Client: Federal Government of Brazil / Central Bank of Brazil  
Topic: PIX user behavior  
Analyzed period: 2023 and 2024  
Platform: Databricks Free Edition  
Storage: Unity Catalog + Volumes
---
# Project Context

This work is part of the MVP for the Data Engineering module and aims to build a cloud-based data pipeline, from data collection to analysis, using real and public data.

The project was developed in a governmental context, considering the Central Bank as the main stakeholder. The focus is on analyzing the behavior of users of the PIX instant payment system, seeking to understand usage patterns over time, differences across user profiles, and regional variations.

Although the project applies Data Engineering concepts and tools, it prioritizes clarity, organization, and end-to-end process understanding, focusing on building a functional and well-documented pipeline rather than overly complex solutions.

---
# Dataset Used

The dataset used in this MVP comes from the Central Bank of Brazil through the PIX – Open Data initiative, made available via a public API.

The data represents aggregated monthly statistics of PIX transactions, including information on transaction volume, total value, and general characteristics of the users involved, such as age group, region, transaction nature, and purpose.

For this work, data from the years 2023 and 2024 was used, stored in two separate CSV files:

* pix_2023.csv  
* pix_2024.csv  

The files were downloaded locally from the official API and later uploaded to the Databricks environment, where they became part of the raw data layer of the pipeline.

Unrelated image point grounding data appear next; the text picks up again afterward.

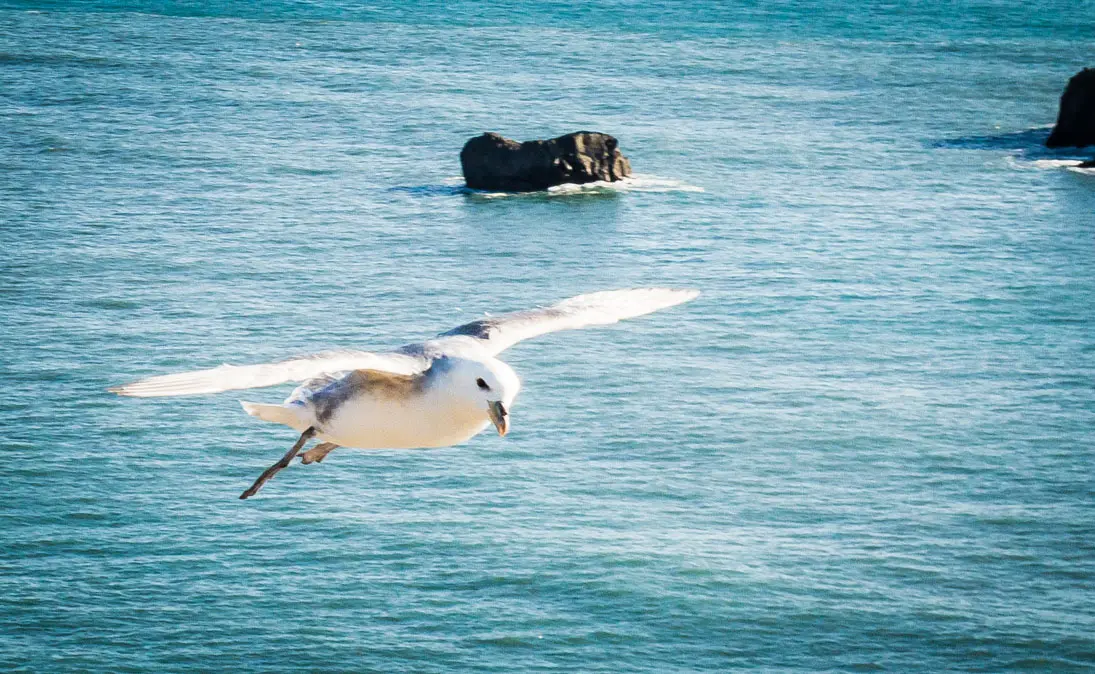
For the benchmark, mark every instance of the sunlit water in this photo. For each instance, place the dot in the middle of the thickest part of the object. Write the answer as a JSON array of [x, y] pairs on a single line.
[[867, 445]]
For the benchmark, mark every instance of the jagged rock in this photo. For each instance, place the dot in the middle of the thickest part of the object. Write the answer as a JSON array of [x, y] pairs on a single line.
[[493, 162], [1075, 121]]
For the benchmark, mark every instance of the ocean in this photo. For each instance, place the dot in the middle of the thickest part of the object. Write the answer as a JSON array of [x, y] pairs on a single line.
[[866, 446]]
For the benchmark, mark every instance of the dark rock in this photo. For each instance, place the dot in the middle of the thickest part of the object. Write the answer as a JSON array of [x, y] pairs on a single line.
[[1075, 121], [493, 162]]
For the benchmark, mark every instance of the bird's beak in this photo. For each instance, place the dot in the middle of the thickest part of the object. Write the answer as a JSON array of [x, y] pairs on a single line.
[[498, 416]]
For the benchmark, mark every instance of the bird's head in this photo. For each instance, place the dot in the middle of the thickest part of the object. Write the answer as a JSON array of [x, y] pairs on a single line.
[[491, 385]]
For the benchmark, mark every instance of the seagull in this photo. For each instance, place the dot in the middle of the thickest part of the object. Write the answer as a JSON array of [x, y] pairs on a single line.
[[431, 394]]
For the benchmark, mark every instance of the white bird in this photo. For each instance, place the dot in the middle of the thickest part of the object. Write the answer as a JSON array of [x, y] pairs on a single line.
[[433, 394]]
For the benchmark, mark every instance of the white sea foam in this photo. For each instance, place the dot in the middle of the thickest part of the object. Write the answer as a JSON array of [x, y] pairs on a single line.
[[1018, 162], [644, 183]]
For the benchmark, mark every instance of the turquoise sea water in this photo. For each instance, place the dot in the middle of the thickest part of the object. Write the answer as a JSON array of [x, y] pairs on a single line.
[[867, 446]]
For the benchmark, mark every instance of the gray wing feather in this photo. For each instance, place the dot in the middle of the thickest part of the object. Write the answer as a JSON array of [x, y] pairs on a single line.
[[498, 333]]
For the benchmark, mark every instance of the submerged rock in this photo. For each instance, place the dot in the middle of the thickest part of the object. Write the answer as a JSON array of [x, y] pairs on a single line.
[[493, 162], [1075, 121]]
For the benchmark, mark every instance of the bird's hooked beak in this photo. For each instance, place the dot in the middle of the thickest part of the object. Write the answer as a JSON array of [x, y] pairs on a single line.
[[498, 416]]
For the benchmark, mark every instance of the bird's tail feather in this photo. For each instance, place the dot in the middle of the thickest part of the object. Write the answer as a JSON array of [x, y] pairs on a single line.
[[276, 414]]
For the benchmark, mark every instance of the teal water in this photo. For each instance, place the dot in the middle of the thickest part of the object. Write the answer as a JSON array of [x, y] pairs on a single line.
[[867, 445]]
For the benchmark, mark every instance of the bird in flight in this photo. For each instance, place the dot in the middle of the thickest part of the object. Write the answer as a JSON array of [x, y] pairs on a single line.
[[433, 394]]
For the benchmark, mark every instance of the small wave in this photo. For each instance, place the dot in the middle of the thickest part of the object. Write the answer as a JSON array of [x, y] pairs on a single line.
[[454, 185], [1012, 140], [1044, 164], [635, 183]]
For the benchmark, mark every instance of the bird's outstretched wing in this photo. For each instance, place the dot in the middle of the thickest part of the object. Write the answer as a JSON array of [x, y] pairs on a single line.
[[230, 378], [499, 333]]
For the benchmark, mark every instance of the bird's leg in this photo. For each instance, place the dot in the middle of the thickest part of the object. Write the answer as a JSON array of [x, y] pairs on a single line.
[[268, 473], [318, 453]]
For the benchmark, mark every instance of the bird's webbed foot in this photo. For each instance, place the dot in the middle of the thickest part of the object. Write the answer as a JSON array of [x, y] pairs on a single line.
[[318, 453]]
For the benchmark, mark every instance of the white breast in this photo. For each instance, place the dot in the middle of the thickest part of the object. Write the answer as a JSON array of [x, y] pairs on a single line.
[[426, 420]]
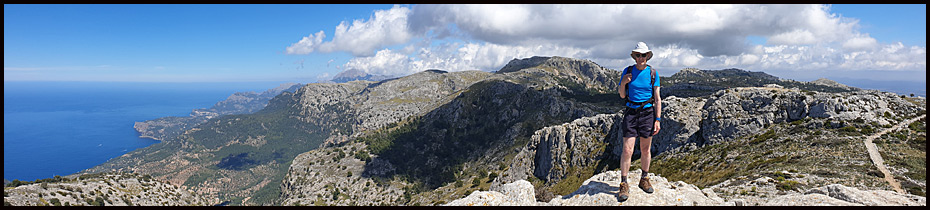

Main columns used in the analysis:

* AnoMes: transaction period (year and month)  
* PAG_IDADE: payer age group  
* REC_IDADE: receiver age group  
* PAG_REGIAO: payer region  
* REC_REGIAO: receiver region  
* NATUREZA: transaction nature  
* FINALIDADE: transaction purpose  
* QUANTIDADE: number of transactions  
* VALOR: total transacted value  

In addition, some extra columns were kept in the raw data only for documentation and contextual purposes, but were not directly used in the final analyses.

---
# Data Pipeline Architecture

To organize the pipeline, a layered architecture was adopted, widely used in data projects for facilitating separation of responsibilities and transformation traceability.

## Bronze Layer (raw data)

The Bronze layer contains the data exactly as obtained, without any transformation or analytical treatment.

In this layer:

* the original CSV files are stored in Databricks;  
* the goal is to preserve the original data source;  
* potential issues or inconsistencies are not yet addressed.

This layer serves as a reliable reference point for auditing and reprocessing, if needed.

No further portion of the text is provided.